Con agua de lluvia, los tres hermanos Miller se limpiaban el barro y el sudor debajo de una tapia.
Jorge de ocho, Leslie de siete y Roy de seis, te metés con uno y te metés con los tres, esa era y es la máxima regla de los orgullosos retoños de doña Marjorie.
Papá vivía en Estados Unidos buscando triunfar en la salsa y mamá llegaba todos los días a las 9 p. m., molida tras la jornada de empleada doméstica, lo hacía para poder terminar de pagar la casa.
No fue fácil levantar a tres varones; sin embargo, Marjorie se las ingenió para hacer maravillas en los cumpleaños y navidades, a veces una visita al Parque de la Paz, tres cartones para deslizar y un helado de palito eran más que suficiente.
Los tres hermanos comprendieron desde niños que la vida les había hecho un amague y ellos le respondieron con una plancheta.
Carácter y corazón forjados en el planché de la urbanización Santa Bárbara, sobre el cemento Roy se ganó el apodo de “Melford”, por sus piernas largas y remate similar al del Pelícano.
“Todos querían ir con el equipo de Roy, porque él nunca perdía, era muy técnico y rápido desde niño, él no hizo liga menor en Saprissa o en Alajuela como otros, él se hizo en la calle”, recuerda con orgullo, el mejor amigo de infancia del zaguero, Wilsere Barquero.
Los que crecieron junto al zaguero lo describen como un tipo serio y orgulloso. Alguien que decía solo lo necesario, tampoco se guardaba nada.
“La primera impresión que uno se puede dejar de Roy es que es serio o tímido, sincero y detallista, él no busca, a él lo buscan”, explicó la esposa del futbolista, Laura Valverde.
Desde joven desarrolló una fortaleza superior al resto de sus compañeros, él evitaba los enfrentamientos, pero, quizá por su forma de ser, los pleitos le llegaban.
En los manotazos Roy nunca perdía o por lo menos nadie se acuerda de haberlo visto con la cara moreteada.
Fue precisamente por ese orgullo que empezó a trabajar en las plantaciones de café.
“No éramos de mucha plata y él quería ganarse las cosas solo para tener algo de dinero, siempre le daba la mitad de lo que se ganaba a la mamá, bueno, la verdad aún lo hace”, recuerda el hermano mayor de Roy, Jorge.
En esos partidos de barrio, el entrenador, Olman Rojas, tomó interés en los hermanos Miller.
Rojas les dio la oportunidad de jugar en el club Juventud Olímpica, incluso le regaló a cada uno un par de tacos y les facilitaba los pasajes del autobús.
Las travesuras de Roy.
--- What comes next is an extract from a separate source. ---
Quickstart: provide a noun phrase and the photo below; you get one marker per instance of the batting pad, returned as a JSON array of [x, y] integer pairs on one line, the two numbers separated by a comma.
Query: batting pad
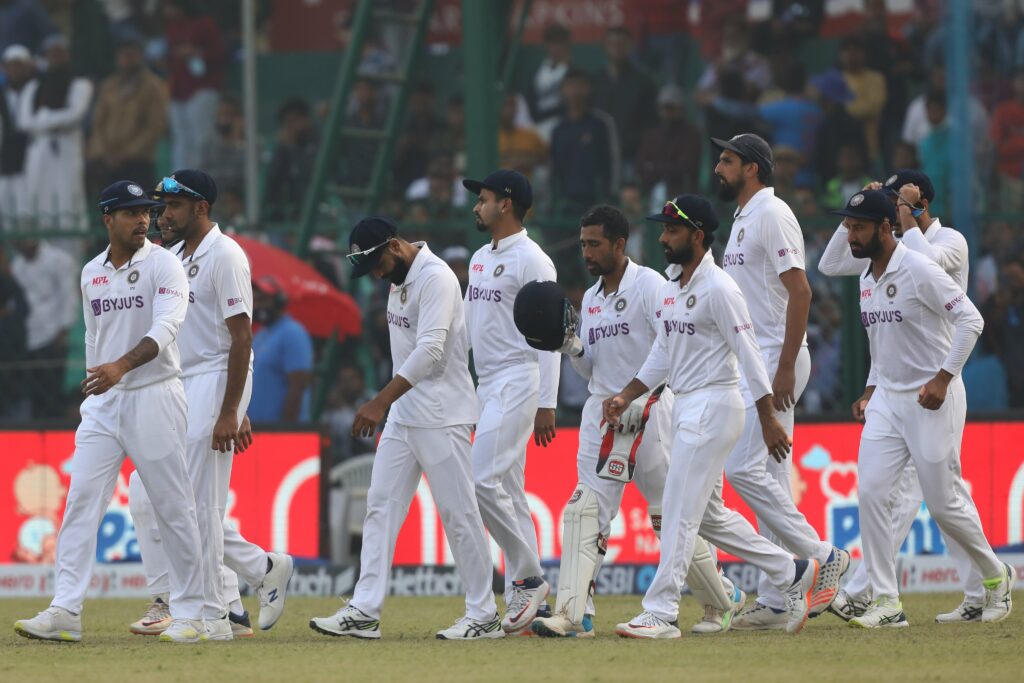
[[580, 553]]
A doña Marjorie la llamaban mucho de la escuela Castro Madriz, generalmente era para sacar al menor de sus hijos de algún problema.
Una vez, en la guardería Roble Alto, un compañero le faltó el respeto a Leslie. Indignados y con la premisa “si es con uno es con todos”, Roy y Jorge tomaron al niño de los brazos y Leslie le tumbó los dientes del frente. A los tres casi los expulsan.
“Nosotros cuando recogíamos café, íbamos con un montón de otros niños y nosotros les escondíamos el almuerzo o cosas así”, recordaba Jorge entre risas.
“Una vez en la clase de taller industrial, agarramos el bulto de un compañero medio agazapado y le metimos un montón de pintura para que le pesara más, el problema fue que pusimos el bulto en el pupitre de Roy y él lo agarró a patadas y todos los cuadernos se llenaron de pintura, se sintió muy apenado después”, recordó Wilsere.
La causa de todos. Entre los 14 y los 15, la vida de Roy se dividía entre las mejengas de la tarde, el Play Station y las flores de un día.
No sabía exactamente hacia dónde se dirigía o qué hacer por la vida, algo inherente en los adolescentes, incluso consideró en colgar los tacos, para dedicarse de lleno al estudio.
Fue hasta que un compañero, al que le apodaban Banano, le dijo que lo acompañara a hacer una prueba en la Selección Sub-15.
Sin mucha fe, Roy fue y se quedó en la Sele , enderezó su vida y encontró el norte en el equipo de todos.
Tras su éxito en el fútbol noruego, el retoño de los Miller no se olvidó de dónde vino, de los cartones y los helados en el Parque de la Paz. De hecho, su primer salario lo invirtió en terminar de pagarle la casa a doña Marjorie, su mamá.